S3-Compatible Storage
Note
S3 storage support is available since DataShard v0.2.2
Overview
DataShard supports S3-compatible storage backends, enabling distributed workflows across multiple machines without shared filesystems. This feature allows you to store your DataShard tables in:
AWS S3
MinIO
DigitalOcean Spaces
Wasabi
Any S3-compatible object storage
Benefits
✅ Distributed Workflows: Workers on different machines can write concurrently
✅ Cloud-Native: No shared filesystem required
✅ ACID Guarantees: Same transactional safety as local storage
✅ High Durability: 99.999999999% with AWS S3
✅ Cost-Effective: ~1,500x cheaper than RDS for workflow logs
✅ Scalable: Auto-scaling workers can write without coordination
Configuration
Environment Variables
Configure S3 storage using environment variables:
# Enable S3 storage
export DATASHARD_STORAGE_TYPE=s3
# S3 endpoint (use AWS S3 or custom endpoint for MinIO)
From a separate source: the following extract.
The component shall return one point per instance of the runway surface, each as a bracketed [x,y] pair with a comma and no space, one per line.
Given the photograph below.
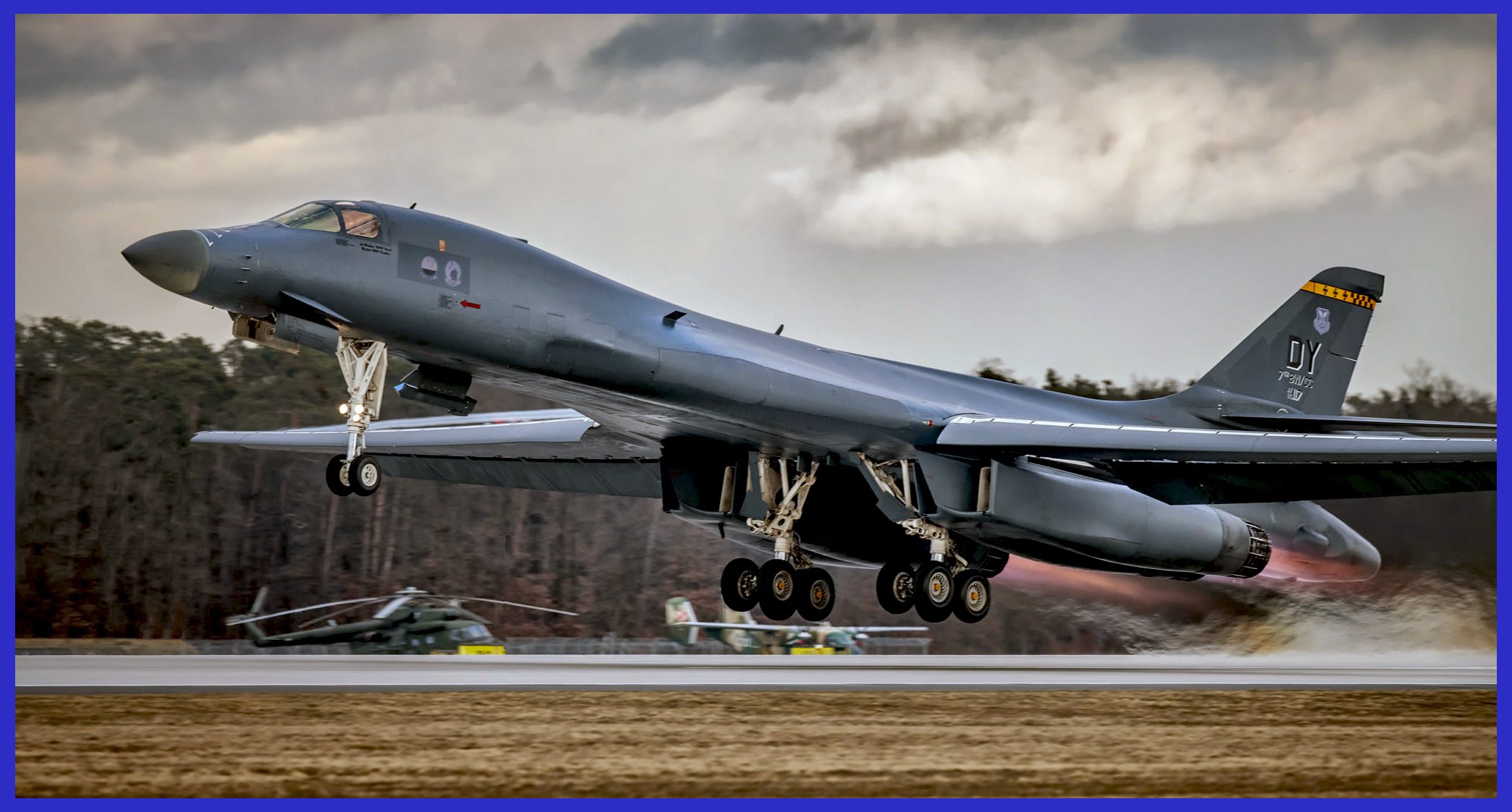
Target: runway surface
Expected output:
[187,673]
export DATASHARD_S3_ENDPOINT=https://s3.amazonaws.com
# S3 credentials
export DATASHARD_S3_ACCESS_KEY=your-access-key-id
export DATASHARD_S3_SECRET_KEY=your-secret-access-key
# S3 bucket and region
export DATASHARD_S3_BUCKET=my-datashard-bucket
export DATASHARD_S3_REGION=us-east-1
# Optional: Prefix within bucket
export DATASHARD_S3_PREFIX=optional/prefix/
AWS S3 Setup
Create an S3 bucket:
aws s3 mb s3://my-datashard-bucket --region us-east-1
IAM Policy (Minimum Permissions):
{
"Version": "2012-10-17",
"Statement": [
{
"Effect": "Allow",
"Action": [
"s3:GetObject",
"s3:PutObject",
"s3:DeleteObject",
"s3:ListBucket"
],
"Resource": [
"arn:aws:s3:::my-datashard-bucket",
"arn:aws:s3:::my-datashard-bucket/*"
]
}
]
}
MinIO Setup
Start MinIO with Docker:
docker run -d \
-p 9000:9000 \
-p 9001:9001 \
-e MINIO_ROOT_USER=minioadmin \
-e MINIO_ROOT_PASSWORD=minioadmin \
--name minio \
minio/minio server /data --console-address ":9001"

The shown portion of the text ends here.